Certains comptes à rebours peuvent sembler plus longs que d’autres. Celui du lancement d’Ariane-6 a paru interminable. Le succès de son premier vol, mardi 9 juillet, met fin à une longue parenthèse qui a privé l’Europe de lanceur spatial pendant neuf mois. Le projet, démarré en 2014, a accumulé les déboires techniques et les retards, qui n’ont pas permis de faire la jonction avec le programme précédent, obligeant les Européens à se tourner vers la société d’Elon Musk, l’américain SpaceX, ce rival longtemps sous-estimé, mais aujourd’hui dominant.
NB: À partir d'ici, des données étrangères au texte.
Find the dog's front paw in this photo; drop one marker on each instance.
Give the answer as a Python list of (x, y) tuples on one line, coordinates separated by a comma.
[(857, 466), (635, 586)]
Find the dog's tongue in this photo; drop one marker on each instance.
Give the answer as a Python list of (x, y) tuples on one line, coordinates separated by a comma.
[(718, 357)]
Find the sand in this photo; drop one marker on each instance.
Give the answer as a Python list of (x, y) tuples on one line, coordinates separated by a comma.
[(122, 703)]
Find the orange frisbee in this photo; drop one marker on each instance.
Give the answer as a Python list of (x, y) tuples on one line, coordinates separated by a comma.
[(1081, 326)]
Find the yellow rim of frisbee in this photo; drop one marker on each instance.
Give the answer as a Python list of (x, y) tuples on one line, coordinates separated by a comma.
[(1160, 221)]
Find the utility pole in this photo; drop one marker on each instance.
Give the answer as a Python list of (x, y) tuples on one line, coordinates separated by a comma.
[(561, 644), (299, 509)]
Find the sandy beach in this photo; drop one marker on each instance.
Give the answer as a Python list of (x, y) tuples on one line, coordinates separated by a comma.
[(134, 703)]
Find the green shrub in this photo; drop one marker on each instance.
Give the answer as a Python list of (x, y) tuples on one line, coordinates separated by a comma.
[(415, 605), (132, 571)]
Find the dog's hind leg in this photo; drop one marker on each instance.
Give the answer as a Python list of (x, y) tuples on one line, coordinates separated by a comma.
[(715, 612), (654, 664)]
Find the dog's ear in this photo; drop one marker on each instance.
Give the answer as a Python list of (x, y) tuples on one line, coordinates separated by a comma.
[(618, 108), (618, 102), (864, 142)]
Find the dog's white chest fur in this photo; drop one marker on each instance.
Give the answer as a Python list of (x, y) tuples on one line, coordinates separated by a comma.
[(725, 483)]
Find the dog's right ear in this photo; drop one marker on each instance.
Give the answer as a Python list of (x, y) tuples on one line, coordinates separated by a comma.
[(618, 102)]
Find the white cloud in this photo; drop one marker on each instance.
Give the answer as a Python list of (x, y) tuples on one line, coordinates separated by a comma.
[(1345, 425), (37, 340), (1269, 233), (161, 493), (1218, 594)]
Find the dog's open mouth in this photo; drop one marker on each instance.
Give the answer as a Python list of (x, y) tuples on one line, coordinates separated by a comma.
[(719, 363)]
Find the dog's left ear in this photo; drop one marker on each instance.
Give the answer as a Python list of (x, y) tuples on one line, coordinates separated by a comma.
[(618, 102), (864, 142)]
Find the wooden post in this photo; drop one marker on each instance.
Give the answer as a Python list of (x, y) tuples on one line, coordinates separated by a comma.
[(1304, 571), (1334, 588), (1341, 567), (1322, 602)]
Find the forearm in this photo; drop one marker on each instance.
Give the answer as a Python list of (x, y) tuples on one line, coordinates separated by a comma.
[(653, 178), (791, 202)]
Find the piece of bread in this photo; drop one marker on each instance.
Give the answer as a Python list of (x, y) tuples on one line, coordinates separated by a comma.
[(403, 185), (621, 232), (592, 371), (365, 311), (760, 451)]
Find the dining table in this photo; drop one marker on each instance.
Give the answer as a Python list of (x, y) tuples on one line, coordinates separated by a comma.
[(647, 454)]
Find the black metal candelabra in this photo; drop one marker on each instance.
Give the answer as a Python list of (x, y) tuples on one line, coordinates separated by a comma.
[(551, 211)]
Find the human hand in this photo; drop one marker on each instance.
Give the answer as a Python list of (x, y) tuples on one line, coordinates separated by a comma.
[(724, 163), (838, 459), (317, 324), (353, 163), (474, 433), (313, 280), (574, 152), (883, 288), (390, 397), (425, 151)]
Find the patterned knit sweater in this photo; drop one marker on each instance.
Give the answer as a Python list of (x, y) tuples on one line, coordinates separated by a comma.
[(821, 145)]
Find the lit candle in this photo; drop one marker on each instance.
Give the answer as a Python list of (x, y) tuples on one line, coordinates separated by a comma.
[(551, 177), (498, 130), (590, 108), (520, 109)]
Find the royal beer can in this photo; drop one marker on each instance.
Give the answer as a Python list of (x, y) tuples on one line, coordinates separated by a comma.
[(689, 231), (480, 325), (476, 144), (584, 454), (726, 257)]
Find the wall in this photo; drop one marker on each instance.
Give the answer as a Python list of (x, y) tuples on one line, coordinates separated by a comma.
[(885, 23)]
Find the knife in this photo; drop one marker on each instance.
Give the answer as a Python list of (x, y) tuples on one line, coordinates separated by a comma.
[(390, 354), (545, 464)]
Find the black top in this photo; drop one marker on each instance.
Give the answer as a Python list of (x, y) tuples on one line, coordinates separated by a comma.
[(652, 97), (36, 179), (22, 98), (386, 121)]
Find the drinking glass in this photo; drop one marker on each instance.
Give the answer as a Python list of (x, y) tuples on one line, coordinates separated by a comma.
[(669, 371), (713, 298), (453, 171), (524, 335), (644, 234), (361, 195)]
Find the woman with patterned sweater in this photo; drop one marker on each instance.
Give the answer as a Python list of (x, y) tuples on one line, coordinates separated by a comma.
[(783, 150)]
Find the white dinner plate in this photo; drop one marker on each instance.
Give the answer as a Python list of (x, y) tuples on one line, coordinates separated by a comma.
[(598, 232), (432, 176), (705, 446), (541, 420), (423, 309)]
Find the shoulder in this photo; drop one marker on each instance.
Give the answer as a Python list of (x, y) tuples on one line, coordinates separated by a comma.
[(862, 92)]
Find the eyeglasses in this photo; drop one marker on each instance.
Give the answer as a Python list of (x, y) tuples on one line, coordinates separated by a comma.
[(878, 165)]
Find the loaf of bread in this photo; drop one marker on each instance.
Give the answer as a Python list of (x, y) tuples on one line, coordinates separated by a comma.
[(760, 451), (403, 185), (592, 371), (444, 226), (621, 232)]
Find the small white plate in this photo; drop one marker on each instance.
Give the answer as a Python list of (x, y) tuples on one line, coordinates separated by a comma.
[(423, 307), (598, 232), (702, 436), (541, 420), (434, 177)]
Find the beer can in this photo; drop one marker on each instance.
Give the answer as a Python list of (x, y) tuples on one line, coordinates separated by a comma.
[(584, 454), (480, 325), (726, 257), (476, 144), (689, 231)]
L’Europe spatiale est de retour, certes, mais c’est désormais en challengeur qu’elle doit se battre sur ce secteur hautement stratégique que ce soit pour l’exploration lunaire, la défense, l’observation de la Terre, ou encore les télécommunications et l’Internet haut débit, grâce aux constellations de satellites. La participation à cette course est un enjeu de puissance économique, mais surtout de souveraineté dans un domaine sensible.
Ariane-6 doit combler une partie du retard européen accumulé sur un marché révolutionné par l’émergence du New Space. L’arrivée d’entreprises privées plus réactives et plus innovantes que les agences étatiques historiques a changé la donne en quelques années. Le nouveau lanceur européen doit permettre une montée en cadence industrielle avec davantage de lancements, de flexibilité et de capacités pour emporter des charges importantes.
Il est toutefois peu probable que cela suffise. Alors que SpaceX est capable de lancer une fusée par jour, Ariane-6 a été conçue pour permettre au maximum douze vols par an. Or, ces économies d’échelle sont déterminantes pour faire baisser les coûts. De plus Ariane-6 va se retrouver en concurrence avec le Starship, d’Elon Musk, et le New Glenn, de Jeff Bezos, des fusées réutilisables de nouvelle génération que s’apprêtent à lancer les deux milliardaires américains. L’Europe risque de se retrouver en retard d’une génération.
Preuve qu’Ariane-6 est loin de faire l’unanimité, Eumetsat, l’agence européenne de satellites météorologiques, basée en Allemagne, vient d’annuler le lancement de l’un de ses appareils par la fusée européenne, lui préférant SpaceX. Prendre cette décision à quelques jours d’un premier lancement apparaît comme un signe de défiance. L’effet est d’autant plus dévastateur qu’elle émane d’une institution européenne.
Au-delà d’un nouveau lanceur, l’avenir de l’Europe spatiale doit surtout se doter d’une nouvelle organisation, à l’instar de ce que la NASA a réalisé avec plus de vingt ans d’avance. Le sommet européen de Séville en novembre 2023 a démarré le processus en actant l’ouverture à la concurrence pour les futurs petits lanceurs. Il s’agit d’un changement de paradigme, en passant d’une logique de demande institutionnelle, source de lourdeurs et de coûts, à celle d’appel d’offres et de compétition.
Le basculement sera lent. Iris², le projet de constellation de satellites lancé par la Commission européenne, pourrait servir de terrain d’expérimentation de cette réorganisation industrielle. L’enjeu est crucial car, de son succès, dépend la souveraineté européenne en matière de télécommunications. Il s’agit d’un dossier majeur pour la nouvelle Commission sur fond de tensions franco-allemandes. Au moment où les grandes nations (Etats-Unis, Chine, Inde, Japon) accélèrent dans le spatial, l’Europe doit se mettre en ordre de bataille pour ne pas se faire irrémédiablement distancer.